# Flogging a dead horse????



## celsis (Aug 23, 2006)

I nkow it's been a long time, but maybe somebody can help.

My father, like myself, was at sea for years, but he always said his best job was on the Empire Halladale in the late 40s early 50s.

I realise that it's probably stupid of me to ask, but was anybody on it? Can anyone give me some info on it? I know she was a trooper and had some sort of weird hinge aaft of the wheelhouse?

BTW, my father was Norman MacKinnon from Barra.


----------



## jodalo (Sep 24, 2005)

You have probably seen this site, but yer 'tis just in case you hadn't 
http://www.merchant-navy.net/Pictures/empire halladale.html


----------



## joebuckham (Apr 1, 2005)

*empire halladale*

hi celsis
some information on miramar ship index
launch date, previous names etc


----------



## celsis (Aug 23, 2006)

Thanks guys.


----------



## Nova Scotian (Jul 2, 2006)

Hi Celsis:

When I was three I apparantly made a trip on the Empire Halladale. It would have been around 1950/51. My father was stationed at Colombo, Ceylon with the RAF. According to my mother we returned to England on the Empire Halladale via Suez. The attached picture is from a family album and could have been taken by Mum or Dad when the vessel was in Aden. However, it was taken while we were passengers on it. Sorry I can't be more specific.

Nova Scotian


----------



## celsis (Aug 23, 2006)

Thanks Nova. My dad loved this ship, even though he was a stoker and she was a coal burner! Must've been something to do with the crowd. 

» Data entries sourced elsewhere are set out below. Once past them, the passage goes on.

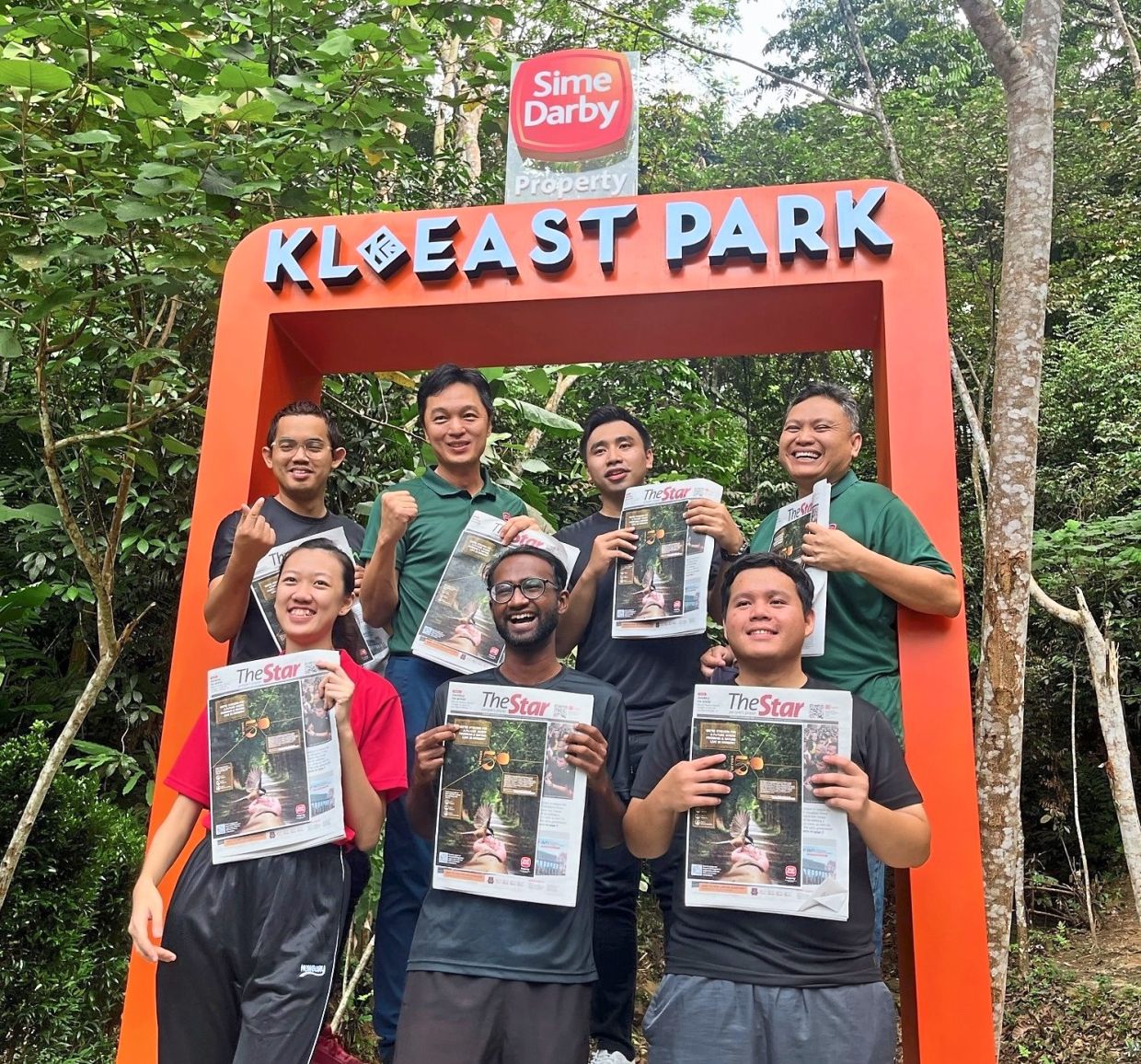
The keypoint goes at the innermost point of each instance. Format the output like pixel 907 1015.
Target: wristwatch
pixel 727 556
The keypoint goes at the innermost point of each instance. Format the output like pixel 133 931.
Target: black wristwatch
pixel 726 556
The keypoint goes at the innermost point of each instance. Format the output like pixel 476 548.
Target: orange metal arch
pixel 272 347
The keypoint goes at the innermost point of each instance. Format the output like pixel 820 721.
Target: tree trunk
pixel 60 749
pixel 1027 69
pixel 1112 716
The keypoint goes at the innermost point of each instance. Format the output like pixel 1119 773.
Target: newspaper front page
pixel 367 646
pixel 457 630
pixel 789 538
pixel 770 846
pixel 664 590
pixel 510 816
pixel 275 764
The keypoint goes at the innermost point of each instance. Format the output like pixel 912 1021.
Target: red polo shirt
pixel 378 726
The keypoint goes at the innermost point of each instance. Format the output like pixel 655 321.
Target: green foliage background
pixel 139 144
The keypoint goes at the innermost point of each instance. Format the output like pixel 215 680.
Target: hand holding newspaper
pixel 770 846
pixel 789 539
pixel 275 763
pixel 664 590
pixel 457 630
pixel 367 646
pixel 510 815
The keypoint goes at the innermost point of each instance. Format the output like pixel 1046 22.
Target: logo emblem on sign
pixel 574 104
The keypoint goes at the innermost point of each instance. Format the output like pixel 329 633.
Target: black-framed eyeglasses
pixel 312 446
pixel 532 588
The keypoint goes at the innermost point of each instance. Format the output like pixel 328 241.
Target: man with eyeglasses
pixel 493 981
pixel 303 447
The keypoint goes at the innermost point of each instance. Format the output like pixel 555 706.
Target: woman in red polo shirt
pixel 248 949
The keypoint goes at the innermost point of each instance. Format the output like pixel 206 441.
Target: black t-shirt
pixel 253 638
pixel 466 934
pixel 775 949
pixel 651 674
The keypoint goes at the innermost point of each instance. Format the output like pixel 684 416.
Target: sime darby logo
pixel 574 104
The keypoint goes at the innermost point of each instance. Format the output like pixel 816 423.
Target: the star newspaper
pixel 510 816
pixel 770 846
pixel 367 646
pixel 275 763
pixel 457 630
pixel 789 539
pixel 663 592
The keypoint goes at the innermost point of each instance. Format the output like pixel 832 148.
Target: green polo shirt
pixel 427 544
pixel 860 647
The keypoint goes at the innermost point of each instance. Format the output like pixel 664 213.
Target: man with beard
pixel 493 981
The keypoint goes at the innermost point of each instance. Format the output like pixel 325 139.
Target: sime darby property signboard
pixel 573 128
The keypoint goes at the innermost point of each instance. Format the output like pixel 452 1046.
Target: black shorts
pixel 256 945
pixel 485 1021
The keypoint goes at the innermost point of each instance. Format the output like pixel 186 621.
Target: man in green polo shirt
pixel 878 557
pixel 412 530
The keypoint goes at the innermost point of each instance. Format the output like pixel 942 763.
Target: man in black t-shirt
pixel 651 674
pixel 303 447
pixel 493 979
pixel 798 989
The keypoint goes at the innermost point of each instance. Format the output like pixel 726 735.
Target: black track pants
pixel 256 945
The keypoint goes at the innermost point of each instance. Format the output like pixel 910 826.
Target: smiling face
pixel 456 426
pixel 310 596
pixel 817 442
pixel 524 622
pixel 301 457
pixel 765 622
pixel 617 459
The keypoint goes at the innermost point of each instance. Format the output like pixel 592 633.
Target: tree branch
pixel 1131 48
pixel 117 523
pixel 997 41
pixel 133 426
pixel 372 421
pixel 873 88
pixel 792 82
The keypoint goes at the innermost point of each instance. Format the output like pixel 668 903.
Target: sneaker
pixel 329 1050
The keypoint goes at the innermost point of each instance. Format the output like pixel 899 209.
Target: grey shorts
pixel 694 1019
pixel 483 1021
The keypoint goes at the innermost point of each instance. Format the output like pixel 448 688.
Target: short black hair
pixel 305 409
pixel 766 560
pixel 839 394
pixel 605 416
pixel 557 568
pixel 444 376
pixel 319 542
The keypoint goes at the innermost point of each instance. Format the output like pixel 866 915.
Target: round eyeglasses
pixel 532 588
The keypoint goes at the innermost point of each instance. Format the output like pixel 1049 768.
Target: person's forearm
pixel 573 623
pixel 900 838
pixel 169 839
pixel 916 587
pixel 379 596
pixel 607 812
pixel 420 806
pixel 227 601
pixel 364 808
pixel 716 606
pixel 648 827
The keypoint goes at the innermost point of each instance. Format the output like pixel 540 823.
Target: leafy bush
pixel 63 925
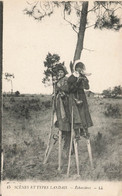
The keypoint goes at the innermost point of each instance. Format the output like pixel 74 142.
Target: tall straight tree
pixel 106 12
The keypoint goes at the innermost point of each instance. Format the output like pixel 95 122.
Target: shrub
pixel 112 111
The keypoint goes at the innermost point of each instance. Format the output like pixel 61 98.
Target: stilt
pixel 76 155
pixel 60 150
pixel 71 141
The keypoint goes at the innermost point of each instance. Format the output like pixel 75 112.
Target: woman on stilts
pixel 77 82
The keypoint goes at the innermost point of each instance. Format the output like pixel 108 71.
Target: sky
pixel 26 42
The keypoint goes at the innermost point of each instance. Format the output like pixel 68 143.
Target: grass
pixel 26 126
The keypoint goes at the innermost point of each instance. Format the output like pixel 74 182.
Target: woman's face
pixel 79 69
pixel 60 74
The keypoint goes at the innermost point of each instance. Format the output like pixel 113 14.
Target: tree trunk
pixel 81 33
pixel 1 31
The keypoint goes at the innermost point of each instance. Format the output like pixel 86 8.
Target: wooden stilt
pixel 76 156
pixel 60 150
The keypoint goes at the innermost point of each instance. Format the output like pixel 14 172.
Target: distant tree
pixel 17 93
pixel 117 90
pixel 10 77
pixel 107 92
pixel 51 64
pixel 107 16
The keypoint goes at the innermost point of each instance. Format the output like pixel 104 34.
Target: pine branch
pixel 72 25
pixel 90 26
pixel 88 49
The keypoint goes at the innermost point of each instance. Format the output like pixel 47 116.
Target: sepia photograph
pixel 61 98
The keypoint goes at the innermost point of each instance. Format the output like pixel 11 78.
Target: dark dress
pixel 62 105
pixel 77 99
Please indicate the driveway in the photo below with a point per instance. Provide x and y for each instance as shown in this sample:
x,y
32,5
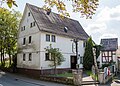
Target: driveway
x,y
8,79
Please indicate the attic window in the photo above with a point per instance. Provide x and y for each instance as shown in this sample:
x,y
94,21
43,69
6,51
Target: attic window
x,y
65,29
29,14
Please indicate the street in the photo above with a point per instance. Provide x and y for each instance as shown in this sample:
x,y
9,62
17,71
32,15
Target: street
x,y
7,79
14,80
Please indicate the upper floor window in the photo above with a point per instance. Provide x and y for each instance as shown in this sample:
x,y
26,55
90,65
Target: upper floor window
x,y
29,14
47,56
30,37
24,41
30,57
24,57
47,37
23,27
32,24
84,44
53,38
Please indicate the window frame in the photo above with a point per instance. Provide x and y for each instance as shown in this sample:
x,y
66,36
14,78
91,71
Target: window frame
x,y
30,57
28,14
24,56
47,57
53,38
24,41
47,37
30,39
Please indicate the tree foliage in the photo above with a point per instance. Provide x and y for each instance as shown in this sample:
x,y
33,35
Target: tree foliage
x,y
9,21
86,8
56,57
88,58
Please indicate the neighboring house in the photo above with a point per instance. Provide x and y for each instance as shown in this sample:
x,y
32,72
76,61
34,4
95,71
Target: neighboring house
x,y
38,30
108,51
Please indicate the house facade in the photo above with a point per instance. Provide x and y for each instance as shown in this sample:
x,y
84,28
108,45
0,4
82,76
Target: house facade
x,y
38,30
108,51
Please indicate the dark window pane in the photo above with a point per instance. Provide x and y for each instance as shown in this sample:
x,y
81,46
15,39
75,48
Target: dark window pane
x,y
29,14
30,39
47,37
23,57
33,23
53,38
47,56
23,41
30,24
24,28
30,56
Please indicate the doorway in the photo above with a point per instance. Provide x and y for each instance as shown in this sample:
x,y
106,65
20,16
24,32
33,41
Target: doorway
x,y
73,62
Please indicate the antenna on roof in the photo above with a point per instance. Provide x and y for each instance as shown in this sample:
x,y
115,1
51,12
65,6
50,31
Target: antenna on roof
x,y
65,29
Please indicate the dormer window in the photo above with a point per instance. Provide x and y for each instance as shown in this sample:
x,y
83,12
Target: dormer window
x,y
28,14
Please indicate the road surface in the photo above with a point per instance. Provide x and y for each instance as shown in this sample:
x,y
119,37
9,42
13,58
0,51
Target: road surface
x,y
14,80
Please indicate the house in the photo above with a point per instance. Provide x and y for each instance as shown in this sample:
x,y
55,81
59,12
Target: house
x,y
108,51
38,30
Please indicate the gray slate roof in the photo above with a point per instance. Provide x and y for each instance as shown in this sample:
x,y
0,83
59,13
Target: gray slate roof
x,y
110,44
53,23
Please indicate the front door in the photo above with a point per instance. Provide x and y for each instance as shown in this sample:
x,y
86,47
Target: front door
x,y
73,62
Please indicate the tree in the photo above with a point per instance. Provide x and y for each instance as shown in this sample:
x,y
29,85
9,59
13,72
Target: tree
x,y
88,58
9,21
85,7
56,57
96,52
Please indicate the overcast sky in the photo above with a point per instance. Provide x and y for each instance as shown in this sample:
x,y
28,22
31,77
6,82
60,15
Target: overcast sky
x,y
104,24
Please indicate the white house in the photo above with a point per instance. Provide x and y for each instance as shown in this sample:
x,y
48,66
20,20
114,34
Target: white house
x,y
38,30
108,51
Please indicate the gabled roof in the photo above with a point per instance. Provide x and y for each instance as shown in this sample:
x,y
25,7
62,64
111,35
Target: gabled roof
x,y
53,23
110,44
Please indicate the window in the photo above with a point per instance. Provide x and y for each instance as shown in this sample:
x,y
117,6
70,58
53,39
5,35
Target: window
x,y
29,14
84,44
21,28
23,57
30,39
30,24
107,56
24,41
53,38
47,37
81,59
30,56
24,28
47,56
34,23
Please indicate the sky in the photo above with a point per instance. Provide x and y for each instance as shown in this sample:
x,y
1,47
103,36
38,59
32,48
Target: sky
x,y
104,24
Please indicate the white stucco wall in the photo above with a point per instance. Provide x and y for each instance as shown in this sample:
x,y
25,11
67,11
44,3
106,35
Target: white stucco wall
x,y
38,45
33,47
65,46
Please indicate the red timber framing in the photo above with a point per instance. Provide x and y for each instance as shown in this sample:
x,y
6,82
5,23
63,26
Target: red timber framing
x,y
107,56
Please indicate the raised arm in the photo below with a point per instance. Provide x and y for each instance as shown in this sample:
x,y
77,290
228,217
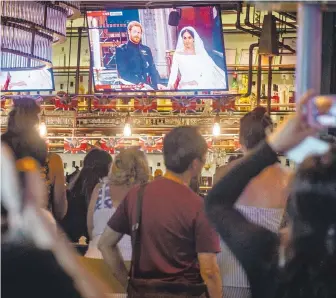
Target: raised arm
x,y
60,204
92,204
253,245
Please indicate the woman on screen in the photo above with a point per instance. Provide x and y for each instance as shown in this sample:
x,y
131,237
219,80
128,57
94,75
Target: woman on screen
x,y
192,66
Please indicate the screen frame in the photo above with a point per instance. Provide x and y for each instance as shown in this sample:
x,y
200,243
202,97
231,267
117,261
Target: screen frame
x,y
161,92
34,90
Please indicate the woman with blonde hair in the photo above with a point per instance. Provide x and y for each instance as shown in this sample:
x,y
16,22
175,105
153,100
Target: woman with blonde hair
x,y
129,168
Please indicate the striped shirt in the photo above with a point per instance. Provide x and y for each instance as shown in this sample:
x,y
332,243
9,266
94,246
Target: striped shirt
x,y
103,211
232,272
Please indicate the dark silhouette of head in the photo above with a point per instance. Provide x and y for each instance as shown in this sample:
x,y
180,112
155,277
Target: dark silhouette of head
x,y
96,166
311,249
253,128
184,149
22,134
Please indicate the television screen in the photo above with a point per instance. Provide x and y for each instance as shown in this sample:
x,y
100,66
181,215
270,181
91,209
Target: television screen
x,y
139,50
27,80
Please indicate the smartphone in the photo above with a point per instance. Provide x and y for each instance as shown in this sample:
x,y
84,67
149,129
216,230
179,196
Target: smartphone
x,y
322,111
309,146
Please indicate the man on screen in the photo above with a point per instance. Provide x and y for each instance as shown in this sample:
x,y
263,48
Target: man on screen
x,y
134,60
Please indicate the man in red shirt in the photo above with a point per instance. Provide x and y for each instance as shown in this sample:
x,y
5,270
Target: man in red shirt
x,y
177,243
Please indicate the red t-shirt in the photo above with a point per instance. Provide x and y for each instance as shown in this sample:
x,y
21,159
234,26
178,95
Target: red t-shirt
x,y
174,229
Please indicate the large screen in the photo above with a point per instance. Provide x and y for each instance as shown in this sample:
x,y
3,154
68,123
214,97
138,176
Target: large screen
x,y
137,49
27,80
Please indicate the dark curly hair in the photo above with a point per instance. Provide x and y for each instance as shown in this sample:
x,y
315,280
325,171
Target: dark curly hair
x,y
22,135
311,272
253,127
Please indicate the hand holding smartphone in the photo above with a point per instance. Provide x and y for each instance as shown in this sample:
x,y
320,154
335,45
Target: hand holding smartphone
x,y
321,111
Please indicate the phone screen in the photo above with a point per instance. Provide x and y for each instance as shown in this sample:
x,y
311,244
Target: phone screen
x,y
322,111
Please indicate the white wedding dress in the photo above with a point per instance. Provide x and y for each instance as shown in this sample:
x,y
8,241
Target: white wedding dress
x,y
199,68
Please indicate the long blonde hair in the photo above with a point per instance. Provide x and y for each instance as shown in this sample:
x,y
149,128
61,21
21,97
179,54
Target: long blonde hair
x,y
130,167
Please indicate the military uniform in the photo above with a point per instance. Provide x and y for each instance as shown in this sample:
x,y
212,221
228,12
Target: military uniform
x,y
135,64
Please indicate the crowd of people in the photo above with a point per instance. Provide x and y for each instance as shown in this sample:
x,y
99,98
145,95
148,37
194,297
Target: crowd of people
x,y
263,230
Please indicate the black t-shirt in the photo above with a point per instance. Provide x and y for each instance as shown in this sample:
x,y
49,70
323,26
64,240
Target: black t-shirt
x,y
27,271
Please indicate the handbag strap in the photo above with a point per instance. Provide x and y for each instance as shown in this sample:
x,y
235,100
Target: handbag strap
x,y
136,233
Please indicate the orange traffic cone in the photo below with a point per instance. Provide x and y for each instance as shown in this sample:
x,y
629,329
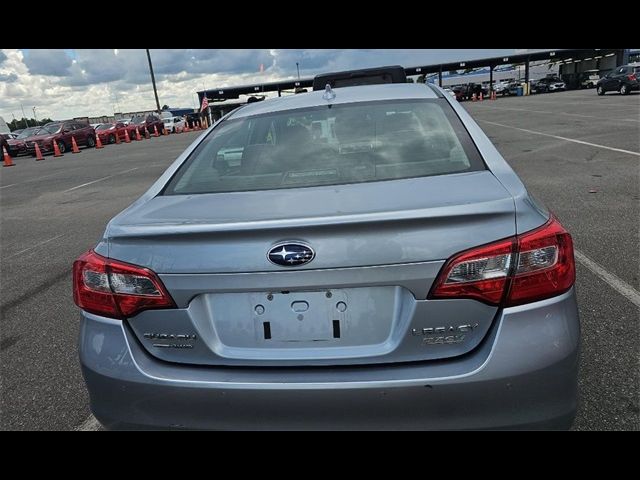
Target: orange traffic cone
x,y
8,162
74,146
56,149
38,152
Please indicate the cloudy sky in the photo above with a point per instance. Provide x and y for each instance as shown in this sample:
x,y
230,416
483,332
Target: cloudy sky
x,y
69,83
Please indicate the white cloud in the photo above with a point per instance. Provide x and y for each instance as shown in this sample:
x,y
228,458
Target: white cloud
x,y
98,82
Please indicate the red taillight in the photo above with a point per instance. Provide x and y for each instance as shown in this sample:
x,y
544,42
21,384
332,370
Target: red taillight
x,y
480,273
116,289
529,267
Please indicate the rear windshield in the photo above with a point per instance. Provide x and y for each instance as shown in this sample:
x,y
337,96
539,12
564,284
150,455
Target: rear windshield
x,y
329,145
29,131
53,128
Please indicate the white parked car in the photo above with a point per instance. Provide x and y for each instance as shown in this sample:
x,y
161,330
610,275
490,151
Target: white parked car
x,y
173,123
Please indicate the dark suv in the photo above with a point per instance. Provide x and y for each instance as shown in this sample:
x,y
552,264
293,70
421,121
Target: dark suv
x,y
146,123
622,79
61,133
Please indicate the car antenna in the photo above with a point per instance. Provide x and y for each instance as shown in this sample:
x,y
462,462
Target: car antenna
x,y
328,93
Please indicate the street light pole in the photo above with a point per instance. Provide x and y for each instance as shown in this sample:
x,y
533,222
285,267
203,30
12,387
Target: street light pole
x,y
24,117
153,81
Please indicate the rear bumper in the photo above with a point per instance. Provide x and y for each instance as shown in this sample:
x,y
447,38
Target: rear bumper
x,y
524,375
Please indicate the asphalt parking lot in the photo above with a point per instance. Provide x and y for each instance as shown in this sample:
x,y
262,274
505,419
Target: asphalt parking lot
x,y
577,152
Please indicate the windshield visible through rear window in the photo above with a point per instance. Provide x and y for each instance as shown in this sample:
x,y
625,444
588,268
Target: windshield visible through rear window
x,y
348,143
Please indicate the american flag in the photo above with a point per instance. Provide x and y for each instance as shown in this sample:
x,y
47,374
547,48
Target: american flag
x,y
205,103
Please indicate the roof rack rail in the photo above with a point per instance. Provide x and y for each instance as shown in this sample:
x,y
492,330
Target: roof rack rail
x,y
365,76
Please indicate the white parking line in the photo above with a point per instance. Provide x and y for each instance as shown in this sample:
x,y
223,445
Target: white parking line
x,y
35,246
599,104
615,282
563,113
36,179
637,154
89,425
99,180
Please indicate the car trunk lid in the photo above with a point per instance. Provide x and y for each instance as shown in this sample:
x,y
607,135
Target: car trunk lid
x,y
362,299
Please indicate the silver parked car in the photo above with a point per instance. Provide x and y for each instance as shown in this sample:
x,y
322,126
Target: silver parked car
x,y
384,268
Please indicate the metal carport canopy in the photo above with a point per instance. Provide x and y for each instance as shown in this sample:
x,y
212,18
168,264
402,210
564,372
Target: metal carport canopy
x,y
221,94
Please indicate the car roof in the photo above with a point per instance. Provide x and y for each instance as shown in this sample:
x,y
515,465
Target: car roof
x,y
364,93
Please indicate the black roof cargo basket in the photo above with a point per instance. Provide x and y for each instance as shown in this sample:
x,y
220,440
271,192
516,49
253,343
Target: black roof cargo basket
x,y
365,76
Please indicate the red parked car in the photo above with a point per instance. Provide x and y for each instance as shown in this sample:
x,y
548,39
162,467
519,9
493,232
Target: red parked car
x,y
109,131
61,133
145,123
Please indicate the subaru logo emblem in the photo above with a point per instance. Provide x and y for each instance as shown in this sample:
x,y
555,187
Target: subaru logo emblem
x,y
290,254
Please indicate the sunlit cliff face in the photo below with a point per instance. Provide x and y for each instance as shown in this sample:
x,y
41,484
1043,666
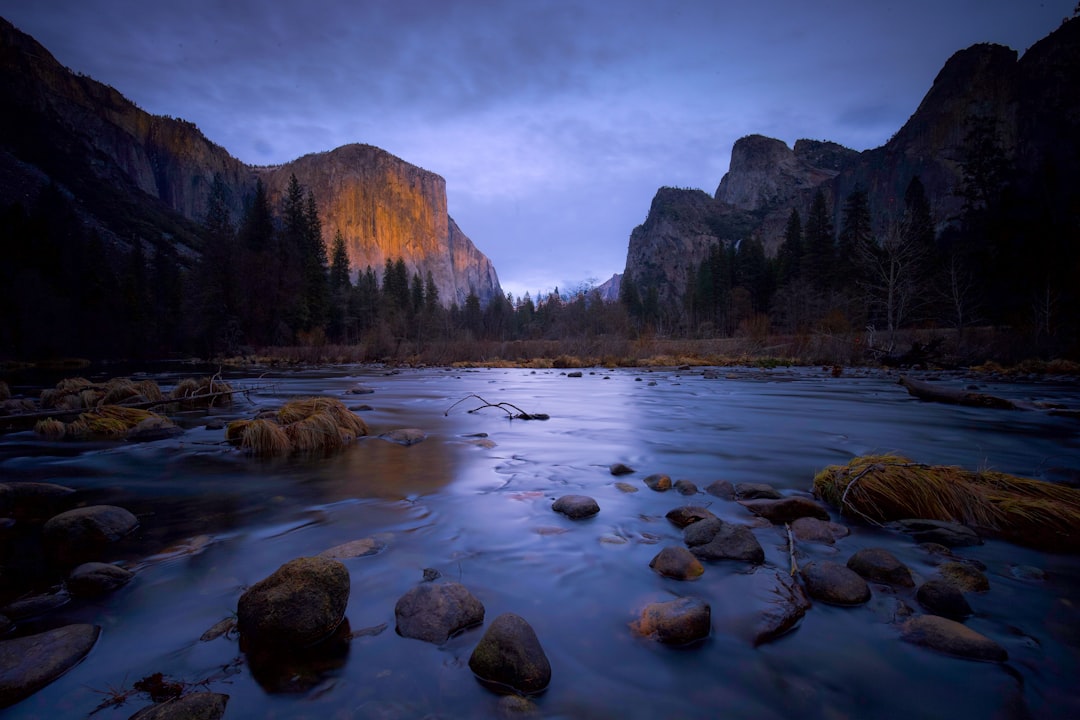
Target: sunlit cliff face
x,y
385,207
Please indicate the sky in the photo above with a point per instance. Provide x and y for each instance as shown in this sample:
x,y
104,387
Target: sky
x,y
553,122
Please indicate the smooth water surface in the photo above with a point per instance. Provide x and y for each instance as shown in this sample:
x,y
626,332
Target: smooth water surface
x,y
473,501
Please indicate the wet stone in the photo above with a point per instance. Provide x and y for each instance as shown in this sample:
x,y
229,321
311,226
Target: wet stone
x,y
576,506
510,654
942,598
675,622
953,638
756,491
433,611
880,566
835,584
677,562
687,515
786,510
30,663
721,489
659,481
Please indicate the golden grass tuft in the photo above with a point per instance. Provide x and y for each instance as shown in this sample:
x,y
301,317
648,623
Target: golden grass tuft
x,y
885,488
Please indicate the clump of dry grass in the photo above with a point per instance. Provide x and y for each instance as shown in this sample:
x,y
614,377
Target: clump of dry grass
x,y
883,488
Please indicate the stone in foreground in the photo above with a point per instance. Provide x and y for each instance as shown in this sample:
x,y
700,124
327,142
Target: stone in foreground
x,y
675,622
953,638
510,654
30,663
300,603
433,612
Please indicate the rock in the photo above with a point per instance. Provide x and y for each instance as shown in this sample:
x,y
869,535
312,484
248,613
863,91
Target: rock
x,y
942,598
686,488
193,706
576,506
952,637
943,532
687,515
82,534
30,663
721,489
677,562
658,481
95,579
835,584
812,530
300,603
713,539
963,576
675,622
785,510
361,547
433,612
34,501
756,491
510,654
405,436
880,566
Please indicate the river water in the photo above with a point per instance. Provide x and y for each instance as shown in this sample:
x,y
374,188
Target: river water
x,y
473,501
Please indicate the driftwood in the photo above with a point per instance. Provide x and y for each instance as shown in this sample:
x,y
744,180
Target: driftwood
x,y
926,391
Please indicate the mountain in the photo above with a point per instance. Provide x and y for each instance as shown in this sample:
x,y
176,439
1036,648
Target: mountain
x,y
132,175
1027,110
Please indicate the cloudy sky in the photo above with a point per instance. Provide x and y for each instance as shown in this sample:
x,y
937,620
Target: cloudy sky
x,y
553,122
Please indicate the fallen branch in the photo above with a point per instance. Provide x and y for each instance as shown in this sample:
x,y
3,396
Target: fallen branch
x,y
505,407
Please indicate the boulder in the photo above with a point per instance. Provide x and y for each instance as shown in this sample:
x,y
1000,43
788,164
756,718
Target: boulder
x,y
785,510
721,489
675,622
300,603
713,539
658,481
510,654
812,530
756,491
82,534
950,637
835,584
880,566
193,706
687,515
942,598
433,612
95,579
576,506
677,562
30,663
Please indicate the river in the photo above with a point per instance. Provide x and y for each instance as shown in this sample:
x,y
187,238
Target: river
x,y
473,501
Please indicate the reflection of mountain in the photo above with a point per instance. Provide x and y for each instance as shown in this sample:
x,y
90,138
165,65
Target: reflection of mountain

He passed away recently and I only have one photo from when he was at sea. It's a pity that none of the oldsters on here were ever on her!


----------



## tom roberts (May 4, 2008)

Hi Celsis I was s.o.s. on the Halladale 20.7.54 until we took her to Glasgow to be scrapped, joined her in Birkenhead went to Mombasa first trip and Cyprus next we were a mixed crew mostly Jocks and Scousers.


----------



## R58484956 (Apr 19, 2004)

*Celsis *Go to http://www.photoship.co.uk where there is 7 photos of her. browse old ship pictures on left and select "E" and page 6


----------



## Eddie Wallace (Nov 1, 2005)

Hi Celsis I was on the Halladale in May 1955 as an AB, was a great ship and had a great time


----------



## R58484956 (Apr 19, 2004)

SS Empire Halladale (ex Antonio Delfino 1946, Ex Sierra Nevada 1934, ex Antonio Delfino 1932.) 14056 tons. Built 1921. 499.5 x 64.0 x 38.7.
Two reciprocating engines with LP steam turbines. Engines built by Vulcan Werke, Hamburg. Ship built by Akt. Ges. Hamburg.
She had DF,GyC, Radar. Code flags GPVQ. 3 decks. Cruiser stern. 
Owned by Ministry of Transport and managed by Anchor Line. Registered London. British flag.


----------



## Blackal (Jan 29, 2008)

I'm pretty sure my father was on Empire Halladale - must see if I can dig out some of his photos.

Al (Thumb)


----------